Victor Allory, PhD
Ecosystems & Carbon Engineer
This comprehensive document offers an in-depth, behind-the-scenes look at the intricate processes we employ to generate precise estimates of ecosystem services provided by nature-based solutions. The key components of our methodology are summarized below:
Our data production process begins with the strategic selection of remote sensing imagery. We employ a multi-sensor approach, integrating optical multispectral data from sources such as Sentinel-2 and Landsat-8, as well as Synthetic Aperture Radar (SAR) data from sources like Sentinel-1, PALSAR, and PALSAR-2. To mitigate the impact of atmospheric conditions and ensure data quality, we prioritize imagery acquired during the dry season, identified using IPCC climatic variables and the CRU TS monthly high-resolution gridded multivariate climate dataset (Harris et al., 2020). Advanced pre-processing techniques, including cloud filtering for optical data and specialized SAR Ground Range Detected (GRD) pipelines, are applied to prepare the data for subsequent modeling processes.

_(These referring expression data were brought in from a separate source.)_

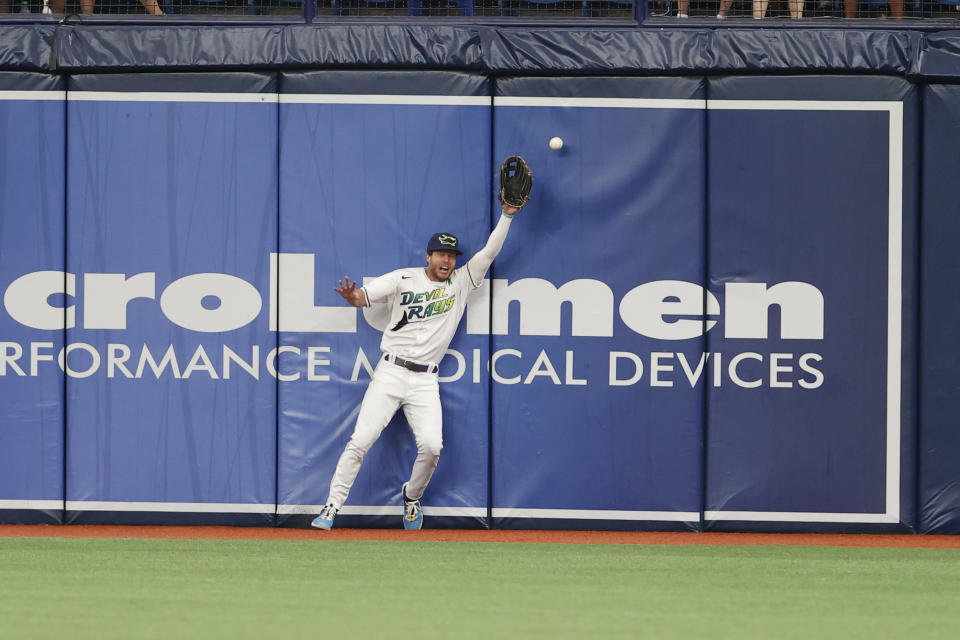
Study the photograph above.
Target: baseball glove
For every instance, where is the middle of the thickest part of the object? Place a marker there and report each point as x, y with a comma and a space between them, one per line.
516, 179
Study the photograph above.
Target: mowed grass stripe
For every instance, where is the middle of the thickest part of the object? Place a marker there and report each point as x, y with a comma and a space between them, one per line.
142, 588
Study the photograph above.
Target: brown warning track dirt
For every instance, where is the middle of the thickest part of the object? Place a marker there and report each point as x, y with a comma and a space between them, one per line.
565, 537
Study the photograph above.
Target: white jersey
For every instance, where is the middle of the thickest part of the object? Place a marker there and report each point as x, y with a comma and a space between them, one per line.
424, 315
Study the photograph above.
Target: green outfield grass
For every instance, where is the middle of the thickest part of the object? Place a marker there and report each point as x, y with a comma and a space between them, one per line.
95, 588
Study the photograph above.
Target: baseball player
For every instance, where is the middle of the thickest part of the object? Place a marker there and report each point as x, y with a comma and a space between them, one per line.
426, 305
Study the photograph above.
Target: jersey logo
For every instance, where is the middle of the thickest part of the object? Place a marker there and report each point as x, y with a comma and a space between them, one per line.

At the core of our methodology lies a deep neural network model with global coverage, trained on a vast dataset encompassing 60 million hectares of forests with airborne LiDAR data, including a significant portion from high-resolution airborne LiDAR scans covering 10 million hectares. This multi-output model is designed to concurrently and consistently predict several primary indicators, including tree height, canopy height, canopy cover, and living aboveground biomass.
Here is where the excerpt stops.